El Senado convirtió en ley el proyecto que declara la emergencia en pediatría, con foco en el Hospital Garrahan, mediante 62 votos afirmativos y ocho negativos. La iniciativa recibió adhesión de los bloques Unión por la Patria, Unión Cívica Radical (UCR), PRO y otras bancadas provinciales, mientras que La Libertad Avanza y los senadores Francisco Paoltroni y Carmen Álvarez Rivero (PRO) votaron en contra.
El dictamen establece que las autoridades deberán garantizar “el acceso efectivo, oportuno, equitativo y de calidad a los servicios de salud pediátrica, asegurar el funcionamiento adecuado de los hospitales públicos de atención pediátrica y proteger los derechos a la salud y a la vida de niños, niñas y adolescentes”.
Recomposición salarial y beneficios para el personal
La ley exhorta al Ministerio de Salud a efectuar la “recomposición inmediata de los salarios del personal de salud asistencial y no asistencial que atiende a la población pediátrica, incluyendo a los residentes nacionales”.

Se especifica que la recomposición incluye a los residentes de todas las especialidades que se desempeñan en efectores pediátricos y no pediátricos, y que no podrá ser menor a la que percibían en términos reales en noviembre de 2023. Además, el personal de salud quedará exento del pago del impuesto a las ganancias por actividades críticas, horas extras y guardias.
El Poder Ejecutivo deberá reasignar partidas presupuestarias dentro del ejercicio fiscal vigente y podrá ampliar los recursos mediante reservas destinadas a contingencias sanitarias.

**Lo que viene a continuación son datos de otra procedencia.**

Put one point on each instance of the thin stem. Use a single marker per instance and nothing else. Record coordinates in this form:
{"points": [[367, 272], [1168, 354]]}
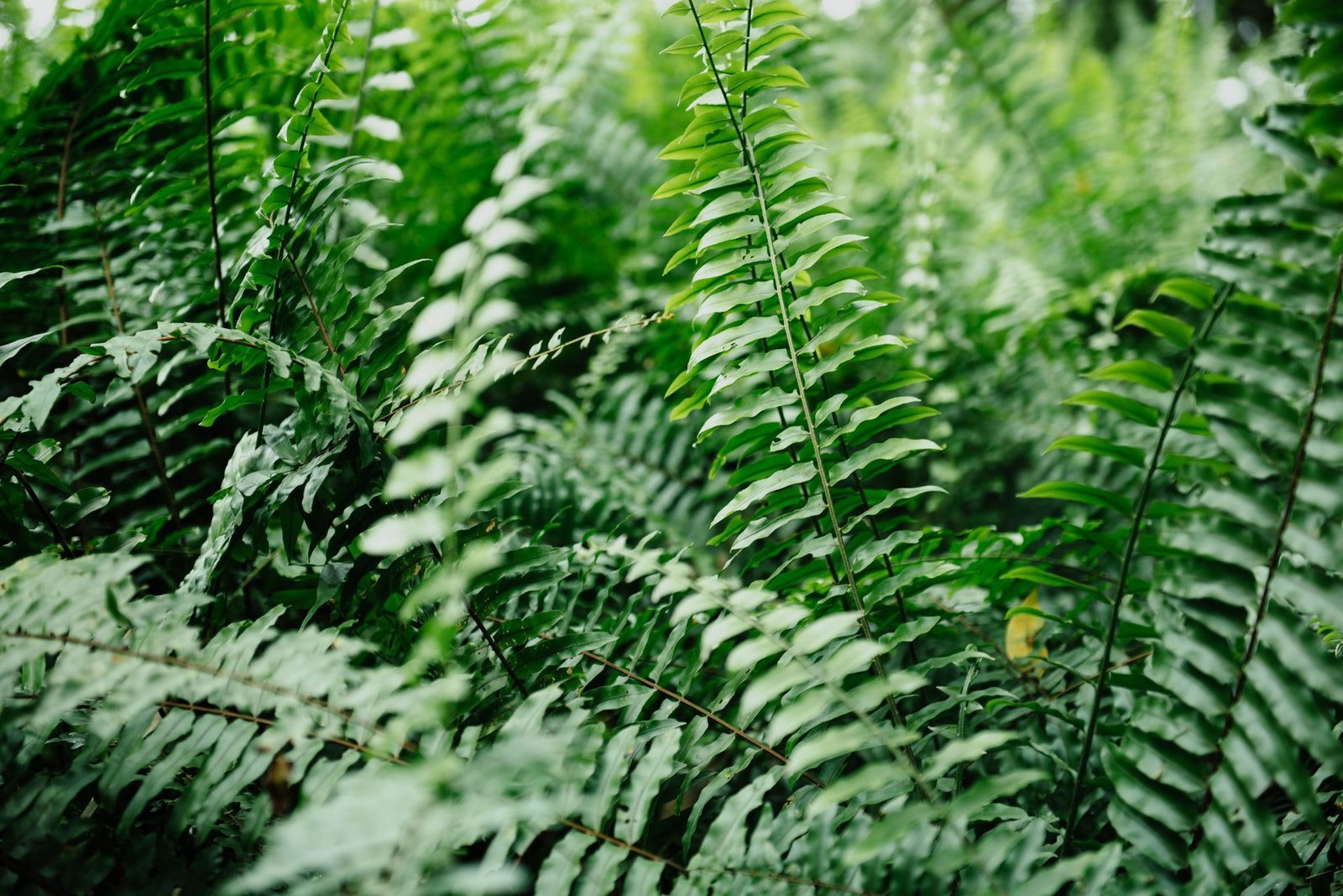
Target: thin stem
{"points": [[1130, 551], [62, 184], [317, 703], [154, 450], [293, 195], [363, 78], [1275, 555], [691, 705], [485, 633], [66, 549], [749, 154], [317, 314], [657, 317], [208, 91]]}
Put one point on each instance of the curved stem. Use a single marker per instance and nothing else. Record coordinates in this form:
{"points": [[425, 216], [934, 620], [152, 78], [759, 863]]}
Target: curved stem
{"points": [[854, 602], [1275, 555], [1126, 565]]}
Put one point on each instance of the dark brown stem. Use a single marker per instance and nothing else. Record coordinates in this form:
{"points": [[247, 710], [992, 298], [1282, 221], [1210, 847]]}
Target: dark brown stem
{"points": [[207, 89], [160, 467], [691, 705], [62, 184], [1126, 565], [485, 633], [317, 314], [66, 549], [1275, 555], [317, 703]]}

La Oficina de Presupuesto del Congreso (OPC) estimó que equiparar las remuneraciones del personal pediátrico implicaría un gasto adicional de $65.573 millones entre julio y diciembre de este año. Según la OPC, el Sistema Nacional de Residencias Médicas alcanza a 3.176 agentes, de los cuales 1.832 son becarios y 1.344 residentes, y actualmente no existen reservas presupuestarias específicas para emergencias sanitarias.